The climate crisis raises profound moral and ethical questions. As global emissions destabilize the Earth’s climate systems, the consequences are felt most severely by marginalized communities in low-income nations. Entire ways of life are under threat. The crisis amplifies existing injustices and inequalities. Faith traditions are clear – we have a sacred duty to protect the poor and vulnerable. And if there has ever been a time to demonstrate moral leadership, that time is now – and the window is fast closing.
It is common knowledge that people who have done the least to create climate change suffer the most from the impact. This continues because these voices are not adequately represented in the spaces where climate change negotiations are taking place, such as the UN Climate Change Conference (UNCCC). Previous COPs have not delivered much for this critical group of people.
So, it’s not surprising that there is a growing fear that COP28 in Dubai may end up being yet another Wall Street for business deals of the fossil fuel industry and promote greed, business as usual and the failure of international climate negotiations to adequately address the needs of the impacted grassroots and frontlines communities.
It is, therefore, essential to ensure frontline voices are heard in the coming COP process. Particularly grassroots women who often bear the heaviest burdens, yet systemic barriers prevent their full participation. In the East African Crude Oil Pipeline (EACOP) context, women are particularly vulnerable. The pipeline will displace thousands of people, many of whom are women. The pipeline will also cross through sensitive ecosystems, which will have a devastating impact on women’s livelihoods. In fact, a recent report by my organization, GreenFaith, aptly titled: As if Nothing is Sacred revealed how the pipeline has desecrated graves, and this has impacted women, especially the widows, severely.
For example, when collecting testimonies for the report, a grieving widow from Uganda told of her husband’s body being forced into a small coffin by breaking his bones, despite begging for a proper time to prepare, “I begged them to give me time to at least get some of his relatives to give him a proper send-off, but they refused, threatening to leave me to deal with the government if I didn’t cooperate, and I had to rebury my husband alone.” she painfully narrated in one of our meetings.
These kinds of injustices make me realize we can’t let important platforms like the COPs have the usual busybodies if we want meaningful engagement. I, therefore, call on the COP Presidency to provide sponsorship for community representatives to attend and have worthwhile engagements and to appoint women climate leaders to prominent roles.
The COP28 negotiations must deliver on long-delayed promises – especially financing for Loss and Damage. Developed nations have a responsibility to help communities recover from climate disasters. This is not charity, but justice.
Beyond COP28, faith communities can and must do more to support climate justice. We will raise our voices to demand bolder action from political leaders. We will emphasize our sacred duty of environmental stewardship. And we will mobilize relief efforts for those whose lives and livelihoods are threatened. People of faith cannot remain indifferent – we must act with compassion.
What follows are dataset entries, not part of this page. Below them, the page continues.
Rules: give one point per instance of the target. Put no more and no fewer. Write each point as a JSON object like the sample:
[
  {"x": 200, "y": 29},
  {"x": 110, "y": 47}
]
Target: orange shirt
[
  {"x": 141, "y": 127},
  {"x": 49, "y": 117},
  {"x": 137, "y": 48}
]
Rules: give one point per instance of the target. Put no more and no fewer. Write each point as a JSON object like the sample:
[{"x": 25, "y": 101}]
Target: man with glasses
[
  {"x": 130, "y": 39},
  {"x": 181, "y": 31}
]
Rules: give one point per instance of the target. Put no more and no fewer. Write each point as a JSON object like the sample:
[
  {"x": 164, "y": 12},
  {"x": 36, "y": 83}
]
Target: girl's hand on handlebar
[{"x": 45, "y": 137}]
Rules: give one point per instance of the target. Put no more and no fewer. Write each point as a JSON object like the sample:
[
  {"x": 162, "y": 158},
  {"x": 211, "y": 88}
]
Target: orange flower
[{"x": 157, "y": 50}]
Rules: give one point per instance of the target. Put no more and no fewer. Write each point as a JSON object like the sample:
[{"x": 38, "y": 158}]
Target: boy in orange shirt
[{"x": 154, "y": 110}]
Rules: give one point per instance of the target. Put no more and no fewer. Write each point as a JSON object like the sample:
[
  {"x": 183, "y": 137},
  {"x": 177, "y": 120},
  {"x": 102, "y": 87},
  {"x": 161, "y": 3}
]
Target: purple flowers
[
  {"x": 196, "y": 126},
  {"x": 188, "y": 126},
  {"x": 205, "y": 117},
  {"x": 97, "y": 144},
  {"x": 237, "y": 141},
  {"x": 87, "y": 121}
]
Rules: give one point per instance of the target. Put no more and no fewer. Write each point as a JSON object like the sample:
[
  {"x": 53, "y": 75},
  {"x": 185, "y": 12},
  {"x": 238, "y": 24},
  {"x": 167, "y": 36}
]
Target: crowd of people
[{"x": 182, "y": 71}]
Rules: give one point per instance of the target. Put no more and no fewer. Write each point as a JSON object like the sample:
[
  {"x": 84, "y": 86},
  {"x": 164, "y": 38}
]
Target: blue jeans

Climate change is not just a scientific issue but a moral crisis. The choices made at COP28 will reverberate for generations. Will short-term greed prevail, or will we take the path of justice, equity and care for our common home? I pray that leaders have the wisdom and courage to protect those most at risk. We cannot delay – the hour is late. Frontline communities are looking to COP28 for hope. We must not fail them.